I'm happy to post a sample of the input and expected output, if you think it will help. 如果您认为有帮助,我很乐意发布输入和预期输出的样本。 Thanks in advance! 提前致谢!

You just need to choose the correct data structure and everything else should flow from that. 您只需要选择正确的数据结构,其他所有内容都应该从中流出。

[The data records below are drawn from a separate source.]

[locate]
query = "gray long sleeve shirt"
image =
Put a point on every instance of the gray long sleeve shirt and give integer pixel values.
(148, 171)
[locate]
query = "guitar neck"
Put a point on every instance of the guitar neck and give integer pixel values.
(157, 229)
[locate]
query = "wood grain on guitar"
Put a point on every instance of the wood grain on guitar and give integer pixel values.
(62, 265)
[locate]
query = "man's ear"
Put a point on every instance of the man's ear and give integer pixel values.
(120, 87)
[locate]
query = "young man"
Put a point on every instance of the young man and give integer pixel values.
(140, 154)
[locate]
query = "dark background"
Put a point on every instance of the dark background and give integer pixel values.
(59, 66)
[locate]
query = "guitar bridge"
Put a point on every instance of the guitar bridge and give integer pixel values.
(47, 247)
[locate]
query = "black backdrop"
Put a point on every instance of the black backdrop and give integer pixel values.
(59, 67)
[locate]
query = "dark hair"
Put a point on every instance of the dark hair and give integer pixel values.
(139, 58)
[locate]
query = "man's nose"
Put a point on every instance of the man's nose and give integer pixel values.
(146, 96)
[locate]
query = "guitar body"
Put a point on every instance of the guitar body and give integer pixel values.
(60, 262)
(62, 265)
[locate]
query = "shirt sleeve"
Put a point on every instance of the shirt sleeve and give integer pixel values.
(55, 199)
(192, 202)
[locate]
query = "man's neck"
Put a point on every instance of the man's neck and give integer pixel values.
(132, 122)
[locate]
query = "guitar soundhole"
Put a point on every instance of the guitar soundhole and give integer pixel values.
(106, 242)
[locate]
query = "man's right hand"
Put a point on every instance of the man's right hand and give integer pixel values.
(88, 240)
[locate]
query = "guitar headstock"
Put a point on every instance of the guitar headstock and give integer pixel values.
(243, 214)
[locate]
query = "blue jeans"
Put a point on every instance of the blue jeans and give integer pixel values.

A single 1-dimensional vector<double> will not work because you can't keep track of the values in each line of the data. 单个1维vector<double>将无法工作,因为您无法跟踪数据的每一行中的值。 However, a vector<double> is appropriate to store the values in a single line of the data. 但是, vector<double>适合将值存储在单行数据中。 Then you just need one of these for each line. 然后你只需要为每一行中的一个。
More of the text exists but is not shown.